Cut two-by-four table rails for a frame and cross rail and pre-drill two equally-spaced countersunk shank holes through each end. Apply glue to joints, assemble and clamp the rails and then secure the joints by driving in screws.

Pre-drill Tenons on Table Legs and Attach to Rails
Step 3

Pre-drill Tenons on Table Legs and Attach to Rails

Bore shank holes through the two outer surfaces of the tenon on each leg. Butt the rails and tenons against each other to form a corner joint. Secure from the inside, driving screws through the tenons into the rails.

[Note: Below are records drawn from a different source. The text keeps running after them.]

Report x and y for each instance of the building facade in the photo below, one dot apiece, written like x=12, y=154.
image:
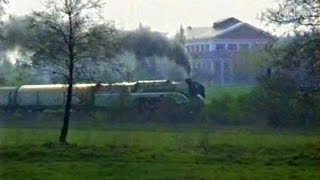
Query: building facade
x=214, y=48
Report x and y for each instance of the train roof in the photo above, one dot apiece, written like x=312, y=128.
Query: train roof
x=62, y=86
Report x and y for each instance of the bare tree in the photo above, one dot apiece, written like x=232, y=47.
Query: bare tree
x=65, y=34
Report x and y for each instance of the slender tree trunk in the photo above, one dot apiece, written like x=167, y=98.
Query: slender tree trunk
x=66, y=119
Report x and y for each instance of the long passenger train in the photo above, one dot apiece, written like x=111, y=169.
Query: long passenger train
x=141, y=96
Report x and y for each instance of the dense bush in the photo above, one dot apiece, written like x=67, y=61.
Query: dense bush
x=276, y=101
x=228, y=109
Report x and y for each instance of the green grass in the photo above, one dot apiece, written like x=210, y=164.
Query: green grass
x=31, y=153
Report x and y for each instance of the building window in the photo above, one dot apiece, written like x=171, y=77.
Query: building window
x=244, y=46
x=202, y=47
x=232, y=47
x=220, y=47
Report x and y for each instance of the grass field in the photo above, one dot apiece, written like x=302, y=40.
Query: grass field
x=160, y=153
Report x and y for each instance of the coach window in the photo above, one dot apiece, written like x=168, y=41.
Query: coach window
x=232, y=47
x=207, y=47
x=220, y=47
x=244, y=46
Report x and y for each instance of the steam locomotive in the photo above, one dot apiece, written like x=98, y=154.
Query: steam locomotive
x=158, y=96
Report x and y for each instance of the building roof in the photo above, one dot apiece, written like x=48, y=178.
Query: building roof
x=219, y=29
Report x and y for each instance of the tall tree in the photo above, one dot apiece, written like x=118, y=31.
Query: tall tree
x=66, y=34
x=299, y=59
x=296, y=12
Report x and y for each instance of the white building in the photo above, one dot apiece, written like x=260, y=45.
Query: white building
x=214, y=47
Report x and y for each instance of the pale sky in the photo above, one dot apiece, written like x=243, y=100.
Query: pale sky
x=167, y=15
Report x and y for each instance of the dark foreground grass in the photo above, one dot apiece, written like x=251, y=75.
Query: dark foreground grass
x=99, y=154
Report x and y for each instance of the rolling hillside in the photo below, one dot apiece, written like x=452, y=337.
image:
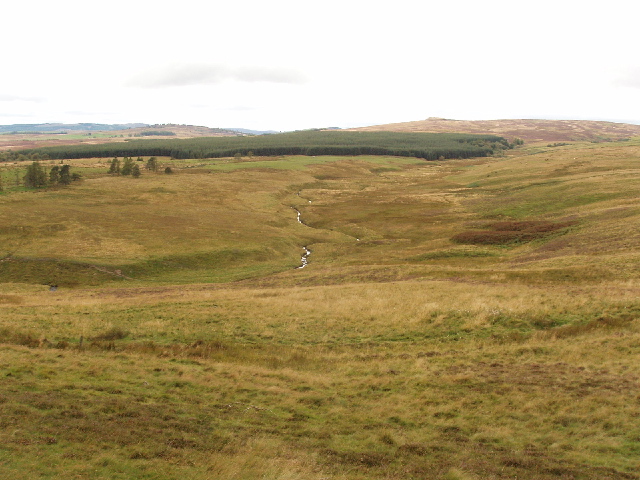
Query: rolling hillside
x=528, y=130
x=464, y=319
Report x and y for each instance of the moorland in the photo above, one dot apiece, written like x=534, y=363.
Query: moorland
x=463, y=318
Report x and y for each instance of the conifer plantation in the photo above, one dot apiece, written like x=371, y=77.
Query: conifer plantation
x=321, y=305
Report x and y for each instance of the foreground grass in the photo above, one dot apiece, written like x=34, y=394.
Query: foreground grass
x=396, y=353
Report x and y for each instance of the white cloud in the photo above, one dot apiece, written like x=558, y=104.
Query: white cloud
x=287, y=64
x=181, y=75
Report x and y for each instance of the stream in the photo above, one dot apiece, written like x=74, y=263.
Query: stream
x=305, y=257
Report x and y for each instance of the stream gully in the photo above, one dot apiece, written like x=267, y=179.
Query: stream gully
x=305, y=257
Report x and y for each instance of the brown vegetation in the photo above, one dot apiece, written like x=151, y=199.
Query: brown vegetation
x=528, y=130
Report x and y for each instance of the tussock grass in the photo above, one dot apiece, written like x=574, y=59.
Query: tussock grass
x=192, y=347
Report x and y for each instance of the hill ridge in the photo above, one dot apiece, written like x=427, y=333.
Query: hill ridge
x=531, y=130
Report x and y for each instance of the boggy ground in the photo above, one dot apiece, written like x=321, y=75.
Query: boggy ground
x=398, y=352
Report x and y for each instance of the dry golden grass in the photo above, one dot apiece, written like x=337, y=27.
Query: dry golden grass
x=395, y=354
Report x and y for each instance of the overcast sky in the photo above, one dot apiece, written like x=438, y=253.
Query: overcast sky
x=285, y=65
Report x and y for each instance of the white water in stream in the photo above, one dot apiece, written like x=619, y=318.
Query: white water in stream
x=305, y=257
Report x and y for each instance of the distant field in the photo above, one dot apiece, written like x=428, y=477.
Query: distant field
x=462, y=319
x=32, y=140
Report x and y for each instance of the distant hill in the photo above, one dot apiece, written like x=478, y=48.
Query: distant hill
x=246, y=131
x=528, y=130
x=21, y=136
x=67, y=127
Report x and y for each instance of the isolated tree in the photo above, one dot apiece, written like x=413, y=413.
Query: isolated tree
x=115, y=166
x=65, y=175
x=127, y=166
x=54, y=175
x=152, y=164
x=35, y=177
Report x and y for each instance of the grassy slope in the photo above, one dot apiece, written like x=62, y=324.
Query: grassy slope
x=528, y=130
x=398, y=355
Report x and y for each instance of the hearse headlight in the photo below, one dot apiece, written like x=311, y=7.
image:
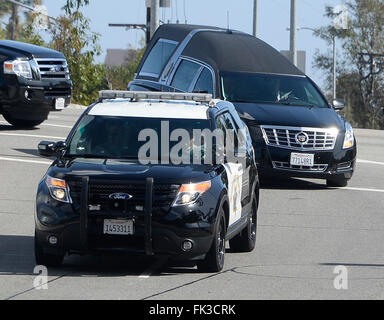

Slot Surface Planks and Assemble with Invisible Biscuit Joinery
Step 4

Slot Surface Planks and Assemble with Invisible Biscuit Joinery

Cut double rows of slots with a plate joiner in the ends of two-by-fours and sides of two-by-sixes for the surface planks and frame for the table top. Glue the slots, insert biscuits to join, and clamp them until dry.

Secure Cleats along the Inside of the Table Rails
Step 5

Secure Cleats along the Inside of the Table Rails

Cut strips of wood to install for cleats to support the tabletop. Bore clearance holes on cleats, position, glue, and screw along inside of table frame/rails. The tabletop will be attached in a later step.

Cut Cedar Plugs with Special Bit to Fill Screw Holes
Step 6

Cut Cedar Plugs with Special Bit to Fill Screw Holes

Use a power drill and plug cutter in a portable drill press to cut cedar plugs for filling screw holes. Pop out the cut plug with a chisel, apply glue, and insert while matching grain. Remove excess and sand smooth.

Finish Framing the Tabletop and Secure It to Cleats
Step 7

Finish Framing the Tabletop and Secure It to Cleats

Add two-by-six frame pieces to the long sides of the table top, securing them with biscuit joints at the ends of the short two-by-sixes. Secure tabletop to cleats with screws. Coat the table with exterior wood protector.

Assemble Frames from Two-by-twos for the Planter's Four Sides
Step 8

Assemble Frames from Two-by-twos for the Planter's Four Sides

Construct cedar frames from two-by-twos for the planter boxes' vertical sides. Apply construction adhesive. Attach tongue-and-groove cedar strips, nailing the first through its face and tongue and successive strips through the tongue only.

Attach Planter Box Sides to Legs and Attach Top Planks
Step 9

Attach Planter Box Sides to Legs and Attach Top Planks

Secure sides to legs with construction adhesive and screws, completing a four-sided frame open at top and bottom. Set the planter on its side, positioning top planks and driving screws from the inside through the frame to secure them.

Build a Liner and Fill with Potting Soil and Plants
Step 10

Build a Liner and Fill with Potting Soil and Plants

Build a liner from pressure-treated plywood. Drill drain holes in the bottom and attach handles so the liner can be lifted out. Set liner in planter and cover bottom with landscape fabric. Add good quality potting mix and plants.